Over the course of a couple years, reaction went from mixed to negative to staunch opposition presented in letter form in a national publication. Hey, any mainstream reaction is good, right? Gloria Steinem, principal icon and activist of the Women’s Liberation Movement, the very movement that Denny O’Neil was trying to show his support for, published an article in Ms. magazine arguing that it was in fact an anti-feminist interpretation. And she and other detractors weren’t without a point.
Steinem argued that O’Neil and Sekowsky failed the moment they removed her powers. As Diana Prince, she was a powerless woman learning martial arts from I-Ching, mysterious master that he may be, he’s still a man. As Wonder Woman, she was stronger than men. Better than men, from a society untouched by the wars of men. By removing her advantages and her Amazonian traits, they had dulled the impact of the character, reducing her from goddess to an average gal living in a man’s world.
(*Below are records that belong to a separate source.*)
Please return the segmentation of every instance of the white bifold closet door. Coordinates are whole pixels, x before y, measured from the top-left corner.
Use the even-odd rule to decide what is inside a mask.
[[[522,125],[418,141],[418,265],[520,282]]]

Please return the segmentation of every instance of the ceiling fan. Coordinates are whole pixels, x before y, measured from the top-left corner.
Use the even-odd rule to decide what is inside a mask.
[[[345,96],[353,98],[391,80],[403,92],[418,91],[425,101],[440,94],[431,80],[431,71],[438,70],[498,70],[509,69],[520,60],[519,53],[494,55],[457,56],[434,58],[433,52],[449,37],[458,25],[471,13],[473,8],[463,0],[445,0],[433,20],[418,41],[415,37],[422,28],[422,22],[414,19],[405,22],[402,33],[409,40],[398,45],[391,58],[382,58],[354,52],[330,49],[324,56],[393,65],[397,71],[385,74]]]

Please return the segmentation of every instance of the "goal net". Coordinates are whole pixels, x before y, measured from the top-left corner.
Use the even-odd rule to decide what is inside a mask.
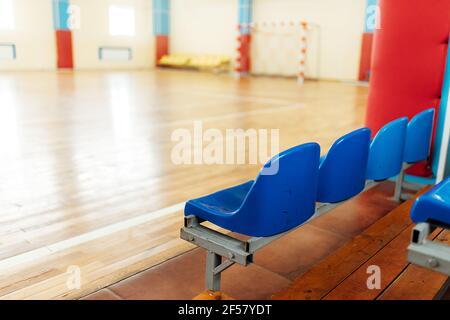
[[[251,74],[319,78],[320,29],[307,22],[262,22],[251,28]]]

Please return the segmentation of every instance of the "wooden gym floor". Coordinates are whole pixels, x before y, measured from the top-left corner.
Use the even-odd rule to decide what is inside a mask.
[[[192,249],[184,201],[260,166],[174,165],[173,130],[280,129],[281,149],[325,152],[363,125],[366,98],[347,83],[170,70],[2,72],[0,298],[83,297]]]
[[[415,198],[399,205],[393,187],[383,182],[259,250],[248,267],[232,266],[221,293],[205,292],[206,255],[197,248],[84,299],[448,300],[447,276],[407,262]],[[449,235],[436,229],[430,238],[448,244]],[[369,289],[374,265],[380,286]]]
[[[393,183],[384,182],[274,241],[255,254],[253,264],[234,265],[222,274],[223,293],[270,299],[388,215],[398,206],[392,194]],[[205,292],[205,257],[205,250],[196,248],[85,299],[192,299]]]

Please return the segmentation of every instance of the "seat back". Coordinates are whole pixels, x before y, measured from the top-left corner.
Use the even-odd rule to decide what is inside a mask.
[[[361,128],[331,146],[320,163],[317,201],[344,201],[364,189],[369,145],[370,129]]]
[[[307,143],[272,158],[261,170],[237,215],[254,236],[271,236],[315,212],[320,146]]]
[[[414,223],[428,222],[450,227],[450,177],[416,199],[411,209]]]
[[[389,122],[378,131],[370,144],[366,178],[385,180],[400,173],[408,118]]]
[[[434,109],[425,110],[408,123],[404,161],[414,163],[426,160],[430,153]]]

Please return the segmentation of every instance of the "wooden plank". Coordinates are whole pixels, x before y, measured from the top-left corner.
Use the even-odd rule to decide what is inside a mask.
[[[450,231],[444,230],[435,241],[450,245]],[[448,288],[448,276],[410,264],[382,293],[380,300],[431,300]]]
[[[205,291],[200,293],[198,296],[192,298],[192,300],[235,300],[229,295],[220,291]]]
[[[358,270],[349,275],[336,288],[328,293],[325,300],[373,300],[378,297],[409,265],[407,261],[407,247],[411,242],[414,225],[402,231],[395,239],[364,263]],[[436,229],[431,238],[434,239],[441,232]],[[369,289],[367,279],[369,266],[380,268],[380,288]]]
[[[274,294],[272,299],[322,299],[412,224],[409,212],[414,199],[428,189],[429,187],[424,188],[413,199],[392,210],[362,234],[296,279],[289,288]]]

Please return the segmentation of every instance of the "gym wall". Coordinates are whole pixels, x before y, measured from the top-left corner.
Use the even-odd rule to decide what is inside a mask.
[[[357,79],[365,1],[254,1],[254,21],[306,20],[320,25],[320,78]]]
[[[154,67],[151,0],[71,0],[80,8],[81,25],[73,30],[75,69],[141,69]],[[109,6],[135,9],[134,37],[109,34]],[[16,46],[15,60],[0,60],[0,70],[54,70],[56,44],[51,0],[14,0],[15,29],[0,31],[0,43]],[[99,60],[100,47],[132,50],[129,61]]]
[[[32,1],[33,10],[30,10]],[[32,1],[15,0],[15,29],[0,30],[0,43],[14,44],[17,54],[15,60],[0,60],[0,70],[46,70],[56,67],[52,2]]]
[[[81,28],[73,30],[73,51],[77,69],[140,69],[154,66],[152,2],[149,0],[71,0],[81,9]],[[109,34],[110,5],[129,5],[135,9],[134,37]],[[130,61],[99,60],[100,47],[132,50]]]
[[[237,0],[171,0],[170,51],[236,55]]]
[[[151,68],[155,61],[151,0],[71,0],[81,9],[81,26],[72,32],[75,69]],[[110,36],[111,4],[135,8],[134,37]],[[237,0],[172,0],[170,51],[236,57]],[[14,0],[16,28],[0,31],[0,43],[14,43],[17,59],[0,61],[0,70],[54,70],[55,31],[51,0]],[[320,25],[322,79],[356,80],[364,27],[364,0],[254,0],[254,21],[307,20]],[[130,61],[101,61],[99,47],[130,48]],[[316,65],[315,61],[312,62]]]
[[[253,21],[320,25],[320,78],[356,80],[365,7],[363,0],[254,0]],[[235,57],[236,25],[237,0],[172,0],[171,52]]]

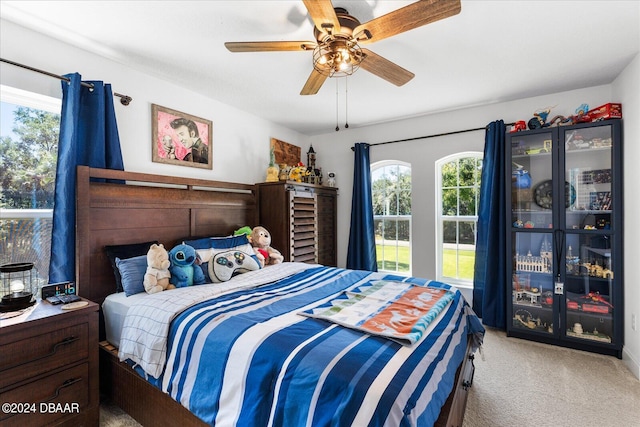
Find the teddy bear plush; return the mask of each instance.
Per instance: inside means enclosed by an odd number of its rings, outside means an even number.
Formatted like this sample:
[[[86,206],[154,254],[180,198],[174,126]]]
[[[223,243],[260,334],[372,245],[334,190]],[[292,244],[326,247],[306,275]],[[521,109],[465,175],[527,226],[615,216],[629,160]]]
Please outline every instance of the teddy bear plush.
[[[253,227],[249,241],[251,241],[251,246],[253,246],[253,250],[262,267],[279,264],[284,261],[280,251],[271,247],[271,234],[266,228],[261,226]]]
[[[169,251],[171,283],[177,288],[201,285],[205,282],[204,273],[198,263],[196,250],[189,245],[180,244]]]
[[[147,252],[147,271],[144,274],[144,290],[149,294],[162,292],[165,289],[174,289],[171,283],[171,273],[169,272],[169,254],[161,243],[151,245]]]

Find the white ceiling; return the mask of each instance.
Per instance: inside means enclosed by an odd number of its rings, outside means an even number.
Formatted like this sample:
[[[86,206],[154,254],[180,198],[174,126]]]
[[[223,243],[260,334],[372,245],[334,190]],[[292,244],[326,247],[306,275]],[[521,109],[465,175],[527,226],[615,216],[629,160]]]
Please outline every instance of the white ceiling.
[[[333,2],[361,22],[409,3]],[[0,16],[307,135],[335,128],[337,82],[344,127],[345,79],[299,95],[311,52],[224,47],[314,40],[298,0],[2,1]],[[640,50],[639,28],[637,0],[463,0],[459,15],[367,46],[415,78],[396,87],[358,70],[348,79],[348,122],[360,127],[608,84]]]

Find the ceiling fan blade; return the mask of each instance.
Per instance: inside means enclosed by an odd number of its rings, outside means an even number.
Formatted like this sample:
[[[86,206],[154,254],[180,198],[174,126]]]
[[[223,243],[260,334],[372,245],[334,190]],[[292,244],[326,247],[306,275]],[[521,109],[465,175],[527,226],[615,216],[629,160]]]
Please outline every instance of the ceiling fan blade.
[[[333,4],[331,0],[302,0],[309,16],[313,20],[314,25],[318,31],[328,33],[328,27],[333,27],[331,32],[340,32],[340,22],[336,11],[333,10]]]
[[[388,59],[371,52],[369,49],[362,49],[364,59],[360,63],[360,68],[385,79],[396,86],[402,86],[411,80],[415,74],[394,64]]]
[[[307,79],[307,82],[304,84],[304,87],[300,91],[300,95],[315,95],[318,93],[327,77],[328,76],[324,74],[320,74],[318,70],[314,68],[313,71],[311,71],[311,75]]]
[[[420,0],[353,30],[359,43],[373,43],[460,13],[460,0]]]
[[[315,42],[309,41],[273,41],[273,42],[226,42],[231,52],[278,52],[295,50],[313,50]]]

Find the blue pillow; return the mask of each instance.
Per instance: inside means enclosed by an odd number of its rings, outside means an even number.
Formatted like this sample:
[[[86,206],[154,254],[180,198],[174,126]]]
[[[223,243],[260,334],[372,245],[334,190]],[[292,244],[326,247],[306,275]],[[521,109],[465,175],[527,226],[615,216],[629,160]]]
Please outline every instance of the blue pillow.
[[[250,245],[246,234],[241,236],[229,237],[204,237],[195,240],[185,240],[185,245],[191,246],[193,249],[231,249],[236,246]]]
[[[144,275],[147,272],[147,256],[116,258],[116,266],[122,277],[122,289],[127,296],[145,292]]]
[[[120,271],[116,265],[116,258],[125,259],[133,258],[134,256],[146,255],[152,244],[158,244],[157,240],[142,243],[130,243],[127,245],[110,245],[105,246],[104,250],[107,253],[111,268],[113,269],[113,275],[116,278],[116,292],[122,292],[122,278],[120,277]]]

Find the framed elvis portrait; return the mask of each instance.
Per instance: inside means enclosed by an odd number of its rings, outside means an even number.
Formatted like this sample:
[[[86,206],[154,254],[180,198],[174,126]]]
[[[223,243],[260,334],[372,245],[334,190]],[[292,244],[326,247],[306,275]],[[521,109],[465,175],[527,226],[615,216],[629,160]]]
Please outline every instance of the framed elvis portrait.
[[[191,114],[151,104],[152,160],[213,169],[213,123]]]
Wonder Woman is a unique invention. Other iconic characters, Superman and Batman, can be dissected to show Jungian traits and patterns consistent with the uber-myth. Unintentional traits. Wonder Woman was created with direct knowledge of these concepts, and intentionally imbued with those traits. Created by psychologist/lie-detector inventor/three-way marriage havin’ sonofabitch William Moulton Marston, Wonder Woman was specifically designed to spread WMM’s philosophy: that the world would be a better place if women were running it. While setting a strong example for girls, Wonder Woman also enticed and entrapped boys with suggestive scenes, bondage fantasies, hot 1930s girl-fight action, and frequent reminders that penis = death.
Point being: there have always been totemic qualities in Wonder Woman’s story, ambiguity in her presentation as simultaneous feminist icon and male fantasy, and as the first woman superhero, she has always been a mechanism of the portrayal of women in America. Modernizing her and realizing her wasn’t a bad idea, it was just improperly executed. O’Neil and Sekowsky’s work isn’t bad – it’s shiftless at times, unsure of what it wants to be, and written with the fingers of a man trying to tell women how cool he is with the whole Women’s Lib thing. (No offense, comics legend.) There are several interesting things happening in the work: Its independence from the DC Universe, the astounding visuals of Sekowsky, the ten years early introduction of the comic book “realism” of the 80s. But ultimately the whole event is the comic book industry equivalent of a husband unsure of what he did to piss off his wife.
Now, with (deep breath) DC Retroactive Wonder Woman: The 70s, O’Neil has a chance to tell an untold tale of Diana Prince the boutique owner/superspy, with versatile artist J. Bone intepreting into pen and ink. Alongside this shot at redemption, DC presents a backup story from the original “New Wonder Woman,” for readers to compare. So judge for yourself, intelligent, well-informed readers who don’t sling caps and insults for the sheer rush of blood pressure. Is Sekowsky and O’Neil’s version of the character a feminist creation, or just another way we men take away women’s power?
The more important question: Why does it matter as much as we think it does?